Minimal residual disease (MRD) detected at the end of induction therapy is associated with adverse outcomes in both adult and pediatric patients with acute leukemia. However, the assessment of MRD and the clinical significance of low levels of residual disease in the Brazilian context remain unclear.

We conducted a prospective, real-world analysis using high-sensitivity flow cytometry MRD in 60 adults and 67 children with acute leukemia. The aim was to evaluate the kinetics of disease elimination, the bone marrow microenvironment, and correlate these factors with patient outcomes.

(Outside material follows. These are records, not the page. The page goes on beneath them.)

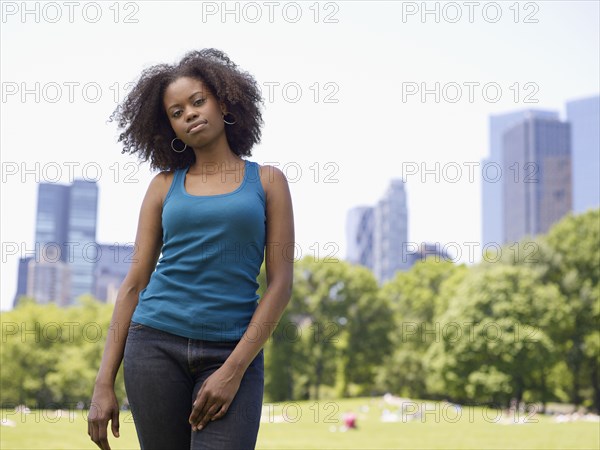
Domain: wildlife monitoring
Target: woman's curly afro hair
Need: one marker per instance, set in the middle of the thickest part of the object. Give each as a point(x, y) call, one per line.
point(147, 130)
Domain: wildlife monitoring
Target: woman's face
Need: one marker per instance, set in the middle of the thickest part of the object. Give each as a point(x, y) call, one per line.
point(194, 112)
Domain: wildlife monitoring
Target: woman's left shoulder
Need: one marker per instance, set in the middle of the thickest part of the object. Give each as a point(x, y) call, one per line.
point(272, 178)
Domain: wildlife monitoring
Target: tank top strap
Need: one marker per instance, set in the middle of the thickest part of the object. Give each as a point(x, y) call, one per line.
point(175, 188)
point(253, 182)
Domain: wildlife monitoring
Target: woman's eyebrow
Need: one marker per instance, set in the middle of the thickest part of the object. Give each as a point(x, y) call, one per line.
point(177, 104)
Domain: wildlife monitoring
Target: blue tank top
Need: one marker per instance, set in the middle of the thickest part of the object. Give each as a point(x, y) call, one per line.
point(204, 285)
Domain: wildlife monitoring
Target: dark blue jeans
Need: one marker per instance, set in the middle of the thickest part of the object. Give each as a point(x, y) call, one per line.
point(163, 374)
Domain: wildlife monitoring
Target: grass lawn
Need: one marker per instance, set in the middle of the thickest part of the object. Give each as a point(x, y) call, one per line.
point(317, 425)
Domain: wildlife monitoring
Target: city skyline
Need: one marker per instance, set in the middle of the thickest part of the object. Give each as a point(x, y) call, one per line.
point(336, 154)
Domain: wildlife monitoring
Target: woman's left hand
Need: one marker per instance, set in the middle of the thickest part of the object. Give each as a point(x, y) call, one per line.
point(215, 396)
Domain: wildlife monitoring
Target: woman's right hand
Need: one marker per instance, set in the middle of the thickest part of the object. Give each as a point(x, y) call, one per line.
point(104, 407)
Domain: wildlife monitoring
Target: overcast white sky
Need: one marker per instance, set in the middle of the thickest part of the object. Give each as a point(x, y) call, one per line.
point(338, 71)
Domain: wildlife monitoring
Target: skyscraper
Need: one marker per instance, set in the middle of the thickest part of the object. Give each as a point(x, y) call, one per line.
point(584, 117)
point(536, 166)
point(81, 235)
point(360, 222)
point(65, 247)
point(391, 232)
point(491, 183)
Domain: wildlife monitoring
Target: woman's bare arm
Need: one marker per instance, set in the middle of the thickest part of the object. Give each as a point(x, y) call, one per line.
point(148, 244)
point(216, 394)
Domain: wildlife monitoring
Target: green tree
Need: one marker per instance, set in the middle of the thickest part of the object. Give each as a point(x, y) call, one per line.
point(417, 297)
point(499, 346)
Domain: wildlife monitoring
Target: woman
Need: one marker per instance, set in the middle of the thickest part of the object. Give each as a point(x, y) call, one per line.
point(190, 333)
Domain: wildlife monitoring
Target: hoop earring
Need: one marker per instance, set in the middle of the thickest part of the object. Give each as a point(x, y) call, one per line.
point(229, 123)
point(174, 149)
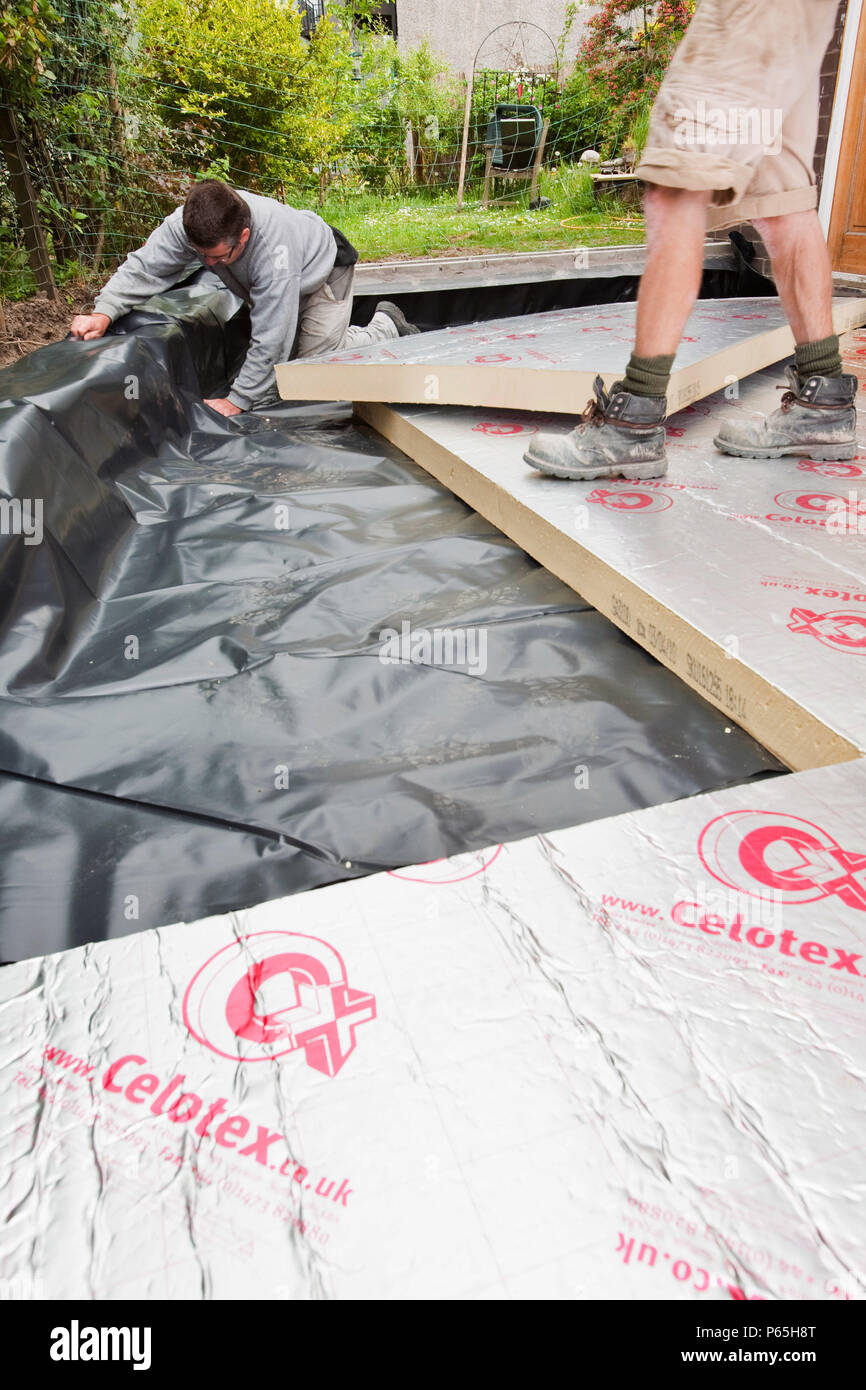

Patients with B-cell and T-cell acute lymphoblastic leukemia (B-cell and T-cell ALL) in morphologic complete remission who had MRD analysis at day 15 (d15), day 33 (d33), week 12 post-induction therapy, pre-hematopoietic stem cell transplantation (HSCT), and post-transplantation were enrolled in the study. Patients were divided into two groups based on their MRD test results at d15: the MRD-positive group (MRD+) and the MRD-negative group (MRD-). They were followed at days 30, 60, 90, and 360 after transplantation, depending on survival rates. An 8-color or 10-color flow cytometry tube was used to observe the recovery of B cells and other cells in the bone marrow microenvironment after HSCT.

The study included 60 adult patients (33 MRD- and 27 MRD+) and 67 children (21 MRD+ and 46 MRD-). The overall survival rate was 76.0%, with 50% in the adult cohort and 85.0% in the pediatric cohort. When controlled for d15 MRD status, the survival rate was 97.6% for MRD-negative patients and 78.4% for MRD-positive patients. In the adult cohort, there was a significant difference in outcomes between MRD+ and MRD- patients at the end of induction (55.0% versus 95.0%, p < 0.001). However, in the pediatric cohort, there was no significant difference between MRD+ and MRD- patients at d15 (OS 86.5% versus 98.5%).

MRD status, age, and type of therapy should be considered when developing a prognostic approach for patients with acute leukemia.